The themed events continued on board, as belly dancers emerged from the galley of the Ryanair jet to shimmy their way down the aisle. At the controls was Tony’s son Cathal, who, once they were airborne, announced over the intercom that the flight had been diverted to Lagos due to bad weather. The destination was a joke, although the weather was not: thick fog around Marrakesh Airport made landing extremely difficult. Just as they were coming in, Cathal came back on to announce that Tony was now at the controls and that they should all start praying.
Marrakesh itself stubbornly refused to join in the celebratory mood. ‘We had been told to bring our summer gear, because there will be swimming and so on, but when we got to Marrakesh it was more l
ike Knock,’ Ed Walsh recalls. ‘So we had lunch in miserable rain and then got back on another three-and-a-half-hour flight back.’
Ann Reihill was another guest on the trip. ‘It rained the whole time we were there,’ she wryly concludes, ‘so we might as well have been in Dublin at the Burlington Hotel.’
The weather may have been a disappointment, but the birthday trip to Marrakesh was in so many ways a return to form for Tony. This festive event was the kind of occasion the ‘old’, pre-IPO Tony might have put on—extravagant, brash and tongue-in-cheek. It was a sign to his friends and the wider world that the chutzpah was back, as well as being an indicator of what was financing it. Ryanair was Tony’s airline; it was the key to the restoration of his fortunes. Now he didn’t care who knew it.
If Tony’s sixtieth birthday celebrations demonstrated that the exuberance had returned, that self-confidence also found an outlet in one of the most ambitious projects of his life. Over the years, initially encouraged by Miranda Guinness, Tony had taken a growing interest in architecture and the decorative arts. By the mid-1990s he had developed not only great enthusiasm but also considerable expertise, particularly in the eighteenth-century style.
‘He had the most extraordinary eye,’ says his friend the architect John Meagher, who noticed how these aspects had over the years come to matter the most to Tony. This was particularly the case during the unhappy period working for General Electric after the failed share offering for GPA. ‘He adored the whole business of aircraft,’ says Meagher, ‘but he was just bored with pushing paper and money around the table. It is almost as if he felt … he wanted to build something. In many ways he was a frustrated architect, so he started looking for something to put his energy into in order to satisfy that.’
Another friend, Ken Rohan, who was on the board of the National Gallery, agrees with that assessment. ‘It was part of Tony’s bold character to use his wealth to engage in a huge project to restore a great house to how it would have been.’
The project that Tony settled on in 1996 was Lyons Demesne (predictably near the N7 road to Tipperary), the eighteenth-century residence of Lord Cloncurry, on the Dublin-Kildare border. The original house had been designed by Oliver Grace in the 1790s and was then considerably remodelled by Richard Morrison in the early nineteenth century.

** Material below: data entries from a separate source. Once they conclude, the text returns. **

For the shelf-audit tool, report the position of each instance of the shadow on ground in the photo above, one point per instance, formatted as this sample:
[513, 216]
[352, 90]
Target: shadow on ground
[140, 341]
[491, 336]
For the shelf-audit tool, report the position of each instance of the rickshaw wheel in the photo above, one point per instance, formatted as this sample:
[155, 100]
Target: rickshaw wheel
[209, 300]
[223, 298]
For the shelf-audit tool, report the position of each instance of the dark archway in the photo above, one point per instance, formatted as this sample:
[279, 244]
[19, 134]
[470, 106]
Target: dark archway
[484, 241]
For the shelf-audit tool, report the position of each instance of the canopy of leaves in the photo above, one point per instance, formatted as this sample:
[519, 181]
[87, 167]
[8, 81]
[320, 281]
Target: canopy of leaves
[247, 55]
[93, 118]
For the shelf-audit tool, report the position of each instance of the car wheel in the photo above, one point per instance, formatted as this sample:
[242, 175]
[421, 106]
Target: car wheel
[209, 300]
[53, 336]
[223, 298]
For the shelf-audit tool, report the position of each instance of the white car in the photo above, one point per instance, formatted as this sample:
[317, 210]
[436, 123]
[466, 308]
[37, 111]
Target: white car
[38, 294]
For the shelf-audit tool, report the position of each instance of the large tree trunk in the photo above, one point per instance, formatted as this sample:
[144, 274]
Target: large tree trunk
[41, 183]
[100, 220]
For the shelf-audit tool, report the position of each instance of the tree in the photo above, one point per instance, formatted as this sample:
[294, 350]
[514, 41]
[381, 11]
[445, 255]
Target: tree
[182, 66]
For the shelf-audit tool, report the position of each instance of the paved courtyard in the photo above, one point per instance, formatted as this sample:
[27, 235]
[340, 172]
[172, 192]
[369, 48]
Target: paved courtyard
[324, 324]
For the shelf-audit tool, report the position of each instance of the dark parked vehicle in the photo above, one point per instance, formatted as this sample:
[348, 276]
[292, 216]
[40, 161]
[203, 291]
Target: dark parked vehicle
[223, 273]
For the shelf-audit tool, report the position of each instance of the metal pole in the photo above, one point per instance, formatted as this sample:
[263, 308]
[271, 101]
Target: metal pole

Among the glories of the house were the frescoes by the Italian painter Gaspare Gabrielli, whose landscapes formed part of what were generally considered to be the finest interiors of any residence in Ireland. The house was set in a glorious estate of about 600 acres, with formal gardens and rich, fertile land. The north-west of the estate was bounded by the Grand Canal. From the house, elegant lawns swept down to the spring-fed lake set against the imposing background of Lyons Hill. In the middle of the twentieth century this beautiful pastoral setting would inspire the English poet Sir John Betjeman to write an ode to the lake after staying at the house.
However, by the time the Ryan family bought the Lyons estate it had fallen into serious disrepair. For most of the previous thirty years it had been an outpost of the Faculty of Agriculture at University College, Dublin, whose farm was nearby. Laboratories had been set up in the grand reception rooms. Partitions had gone into the bedrooms. The grounds were overgrown. The most grievous wound was to the Gabrielli frescoes, which were covered with wallpaper paste and lining paper. ‘When I bought Lyons Demesne in 1996, parts of it were in close to ruinous condition,’ Tony wrote, ‘yet it seemed to possess an indomitable spirit that challenged restoration or retreat. I chose the former.’
Tony now threw himself fearlessly into the mammoth project of reconstruction. He was involved in every stage of the meticulous process of restoration that took place, and he had a constant presence in the house as the work was being done. ‘We encountered many surprises along the way,’ Tony recalled, ‘a myriad terrifying examples of decay or neglect, every now and again wonderfully relieved by discoveries such as that of the beautiful ceiling in the Family Room.’ In addition to re-roofing and the replication of floors, window sashes and plasterwork, the restoration attempted to adapt the original structure to twentieth-century living. No detail was too small for attention: the rear elevation, remodelled in keeping with the period detail on the front façade, was constructed using the same mellow granite quarried from the original source near Blessington in Co. Wicklow. Tony was even said to have recruited the head gardener from Versailles to restore the grounds, much to the astonishment of his friend Seán Donlon, who had arranged a visit to France simply for Tony to look at the gardens.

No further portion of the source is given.